VMware Cloud Foundation Configuration Bits

vcf_poster_snap

The VMware Cloud Foundation (VCF) platform automates the deployment and lifecycle management of the SDDC. The deployment will help an organization go from installation of the physical rack to a ready-for-deployment vSphere environment in a matter of hours. The VCF platform includes the following VMware products:

  • VMware vSphere Hypervisor
  • VMware vCenter Server
  • VMware NSX-v
  • VMware vRealize Operations
  • VMware vRealize Log Insight

As the previous post mentioned, there are several management components VCF relies upon for its automation and workflow framework. After the initial deployment is complete, a vSphere Administrator will still need to perform several tasks to fully configure the environment and make it ready for a production workload. Some of those steps include:

  • Configuring LDAP or Active Directory authentication sources.
  • Creating local accounts.
  • Configuring the network uplinks on the physical network equipment.
  • Configuring NSX and/or the Virtual Distributed Switch for upstream network connectivity.
  • Configuring a jump host for accessing the OOB network where the iDRAC interfaces exists.
    • Multiple jump hosts will be required, one for each physical rack since the OOB network is duplicated within each rack.
  • NIOC will need to be configured.
  • Proper configuration of the Resource Pools VCF creates will need to be completed — no reservations or shares exist after initial deployment.
  • Log Insight management packs, where necessary, will need to be configured.
  • vRealize Operations will need to be configured.
  • DNS integration.
  • Adjust the Virtual SAN storage policies per your environments requirements.

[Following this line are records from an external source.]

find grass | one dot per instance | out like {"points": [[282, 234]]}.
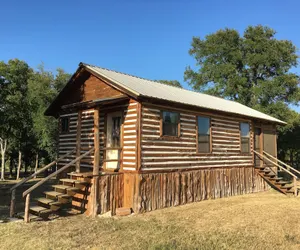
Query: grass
{"points": [[266, 220]]}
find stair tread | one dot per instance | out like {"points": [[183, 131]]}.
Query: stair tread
{"points": [[73, 181], [48, 201], [56, 194], [31, 216], [40, 210], [65, 187]]}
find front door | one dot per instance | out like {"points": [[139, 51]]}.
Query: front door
{"points": [[257, 146], [113, 142]]}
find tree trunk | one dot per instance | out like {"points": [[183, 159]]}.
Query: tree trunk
{"points": [[19, 165], [36, 163], [3, 145]]}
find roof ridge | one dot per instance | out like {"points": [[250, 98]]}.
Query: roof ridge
{"points": [[156, 81], [183, 89]]}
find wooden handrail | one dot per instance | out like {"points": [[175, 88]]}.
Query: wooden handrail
{"points": [[288, 166], [40, 170], [29, 190], [277, 165]]}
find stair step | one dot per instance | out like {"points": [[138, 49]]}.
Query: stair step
{"points": [[286, 187], [270, 175], [72, 181], [31, 216], [276, 178], [41, 211], [282, 182], [51, 204], [66, 189]]}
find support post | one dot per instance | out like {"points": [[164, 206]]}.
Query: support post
{"points": [[295, 187], [95, 181], [78, 140], [12, 203], [26, 215]]}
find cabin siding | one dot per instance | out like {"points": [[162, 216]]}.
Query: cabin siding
{"points": [[161, 153], [67, 141], [129, 136]]}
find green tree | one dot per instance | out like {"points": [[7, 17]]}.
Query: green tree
{"points": [[43, 87], [15, 122], [174, 83], [253, 69]]}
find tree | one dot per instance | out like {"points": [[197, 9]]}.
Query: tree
{"points": [[174, 83], [253, 69], [43, 87], [15, 114]]}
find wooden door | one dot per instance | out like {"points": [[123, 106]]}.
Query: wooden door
{"points": [[113, 142], [257, 146]]}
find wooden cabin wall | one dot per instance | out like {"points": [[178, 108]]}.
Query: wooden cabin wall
{"points": [[129, 136], [162, 190], [161, 153], [129, 128], [67, 141], [87, 138]]}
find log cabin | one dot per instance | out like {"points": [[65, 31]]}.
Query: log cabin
{"points": [[141, 145]]}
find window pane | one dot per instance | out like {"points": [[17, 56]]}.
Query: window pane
{"points": [[245, 145], [203, 125], [64, 124], [245, 128], [170, 123]]}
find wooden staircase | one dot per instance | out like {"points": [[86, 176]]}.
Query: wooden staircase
{"points": [[60, 198], [56, 200], [267, 172], [278, 183]]}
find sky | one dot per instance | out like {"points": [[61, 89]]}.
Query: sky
{"points": [[147, 38]]}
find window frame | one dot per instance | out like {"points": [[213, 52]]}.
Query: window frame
{"points": [[197, 136], [241, 137], [162, 124], [61, 124]]}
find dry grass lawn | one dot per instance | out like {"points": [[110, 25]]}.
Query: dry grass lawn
{"points": [[257, 221]]}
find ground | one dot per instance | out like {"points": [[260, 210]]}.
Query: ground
{"points": [[267, 220]]}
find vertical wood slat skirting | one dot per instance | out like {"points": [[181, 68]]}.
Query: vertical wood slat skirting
{"points": [[151, 191], [161, 190]]}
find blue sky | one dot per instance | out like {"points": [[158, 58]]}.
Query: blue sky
{"points": [[145, 38]]}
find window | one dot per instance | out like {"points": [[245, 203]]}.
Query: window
{"points": [[64, 124], [115, 132], [170, 123], [245, 137], [203, 134]]}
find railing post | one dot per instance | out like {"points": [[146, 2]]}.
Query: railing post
{"points": [[78, 140], [95, 180], [26, 215], [12, 203], [295, 187]]}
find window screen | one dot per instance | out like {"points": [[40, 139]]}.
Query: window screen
{"points": [[64, 124], [245, 137], [203, 134], [170, 123]]}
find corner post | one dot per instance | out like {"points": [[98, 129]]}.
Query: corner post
{"points": [[78, 140], [12, 203], [95, 181], [26, 214], [295, 186]]}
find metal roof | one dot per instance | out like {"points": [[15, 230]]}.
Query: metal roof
{"points": [[153, 89]]}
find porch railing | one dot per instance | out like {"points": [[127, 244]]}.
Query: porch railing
{"points": [[284, 167]]}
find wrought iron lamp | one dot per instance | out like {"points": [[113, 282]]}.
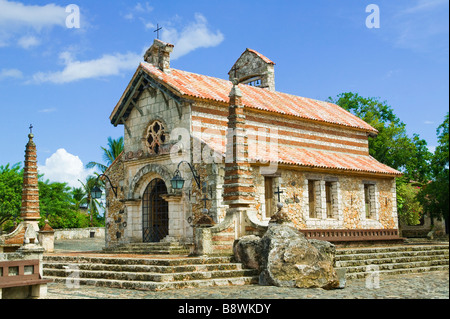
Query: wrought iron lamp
{"points": [[96, 192]]}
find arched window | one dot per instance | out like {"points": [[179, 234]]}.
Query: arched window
{"points": [[156, 136]]}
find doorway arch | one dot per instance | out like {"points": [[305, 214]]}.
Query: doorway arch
{"points": [[155, 212]]}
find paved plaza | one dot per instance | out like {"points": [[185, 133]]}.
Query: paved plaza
{"points": [[431, 285]]}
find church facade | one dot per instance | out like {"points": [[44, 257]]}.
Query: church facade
{"points": [[245, 152]]}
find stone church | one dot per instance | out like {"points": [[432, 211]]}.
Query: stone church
{"points": [[245, 152]]}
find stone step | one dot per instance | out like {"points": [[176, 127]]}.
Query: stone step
{"points": [[355, 275], [152, 273], [147, 276], [151, 260], [391, 259], [366, 250], [147, 268], [400, 265], [156, 286], [170, 248], [394, 254]]}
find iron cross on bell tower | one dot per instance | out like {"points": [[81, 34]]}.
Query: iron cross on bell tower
{"points": [[278, 192], [158, 28]]}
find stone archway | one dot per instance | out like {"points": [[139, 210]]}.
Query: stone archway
{"points": [[155, 212], [137, 184]]}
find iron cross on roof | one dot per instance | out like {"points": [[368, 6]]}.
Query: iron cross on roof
{"points": [[278, 192], [157, 30]]}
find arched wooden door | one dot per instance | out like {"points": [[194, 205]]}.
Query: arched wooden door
{"points": [[155, 212]]}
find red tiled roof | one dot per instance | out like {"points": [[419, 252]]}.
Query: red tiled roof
{"points": [[283, 154], [265, 59], [205, 87]]}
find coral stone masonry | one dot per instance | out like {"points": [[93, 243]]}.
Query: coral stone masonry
{"points": [[252, 147]]}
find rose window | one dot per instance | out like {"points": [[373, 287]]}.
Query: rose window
{"points": [[155, 137]]}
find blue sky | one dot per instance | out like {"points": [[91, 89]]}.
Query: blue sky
{"points": [[66, 81]]}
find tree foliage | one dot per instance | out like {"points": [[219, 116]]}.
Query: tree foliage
{"points": [[392, 146], [58, 203], [110, 153], [435, 195], [10, 192]]}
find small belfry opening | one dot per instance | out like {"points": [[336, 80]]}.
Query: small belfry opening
{"points": [[155, 212], [156, 136]]}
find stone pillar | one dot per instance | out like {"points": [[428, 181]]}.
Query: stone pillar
{"points": [[133, 231], [238, 188], [30, 212], [47, 238], [176, 217]]}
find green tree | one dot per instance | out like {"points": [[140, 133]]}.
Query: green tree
{"points": [[94, 205], [435, 195], [56, 204], [110, 153], [392, 146], [409, 207], [11, 178]]}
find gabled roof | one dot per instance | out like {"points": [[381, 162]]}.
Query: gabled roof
{"points": [[309, 158], [191, 85]]}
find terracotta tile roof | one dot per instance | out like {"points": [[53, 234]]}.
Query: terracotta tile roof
{"points": [[205, 87], [265, 59], [312, 158]]}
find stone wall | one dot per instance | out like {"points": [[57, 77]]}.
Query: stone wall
{"points": [[79, 233]]}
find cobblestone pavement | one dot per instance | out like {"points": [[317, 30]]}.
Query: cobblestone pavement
{"points": [[433, 285]]}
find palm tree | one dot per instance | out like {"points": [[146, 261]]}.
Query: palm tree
{"points": [[93, 204], [110, 153]]}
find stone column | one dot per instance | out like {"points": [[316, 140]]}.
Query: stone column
{"points": [[133, 231], [176, 217], [47, 238], [30, 212], [238, 188]]}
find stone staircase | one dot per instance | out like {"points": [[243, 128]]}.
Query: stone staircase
{"points": [[161, 248], [147, 273], [392, 260]]}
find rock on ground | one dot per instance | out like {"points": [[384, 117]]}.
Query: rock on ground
{"points": [[286, 258]]}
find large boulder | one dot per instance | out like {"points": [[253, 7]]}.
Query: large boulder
{"points": [[288, 259]]}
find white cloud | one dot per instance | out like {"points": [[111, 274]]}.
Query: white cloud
{"points": [[27, 42], [107, 65], [16, 17], [10, 73], [424, 5], [422, 26], [138, 10], [16, 14], [49, 110], [64, 167], [193, 36]]}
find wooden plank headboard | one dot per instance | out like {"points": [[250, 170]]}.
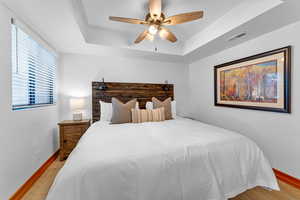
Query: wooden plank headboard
{"points": [[143, 92]]}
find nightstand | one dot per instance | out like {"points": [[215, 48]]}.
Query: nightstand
{"points": [[70, 132]]}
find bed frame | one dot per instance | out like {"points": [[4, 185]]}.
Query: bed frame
{"points": [[143, 92]]}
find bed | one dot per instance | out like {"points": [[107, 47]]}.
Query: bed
{"points": [[179, 159]]}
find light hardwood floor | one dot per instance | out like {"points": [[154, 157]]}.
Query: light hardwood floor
{"points": [[40, 188]]}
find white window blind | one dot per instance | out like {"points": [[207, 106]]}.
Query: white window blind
{"points": [[33, 72]]}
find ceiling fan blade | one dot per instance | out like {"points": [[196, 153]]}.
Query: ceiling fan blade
{"points": [[128, 20], [155, 8], [141, 37], [165, 33], [182, 18]]}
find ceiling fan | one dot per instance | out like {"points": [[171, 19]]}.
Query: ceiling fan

A few key points to remember,

  • Do not modify the cluster structure outside the VRM workflows — which means no creating new clusters or splitting existing clusters up.
  • Do not modify the names of any of the management virtual machines.
  • Do not modify the name of the Virtual Distributed Switches.
  • Do not modify the pre-configured portgroup names.
  • All expansion of hosts/capacity needs to be initiated from the VRM interface.
  • The management cluster will only deploy initially with 3 nodes — barely enough for any true fault tolerance for Virtual SAN. I highly encourage you to expand it to the recommended VMware Best Practice of a 4 hosts.
  • Upgrades always occur in the management cluster first, then the workload domains — which I personally believe to be a bit backwards.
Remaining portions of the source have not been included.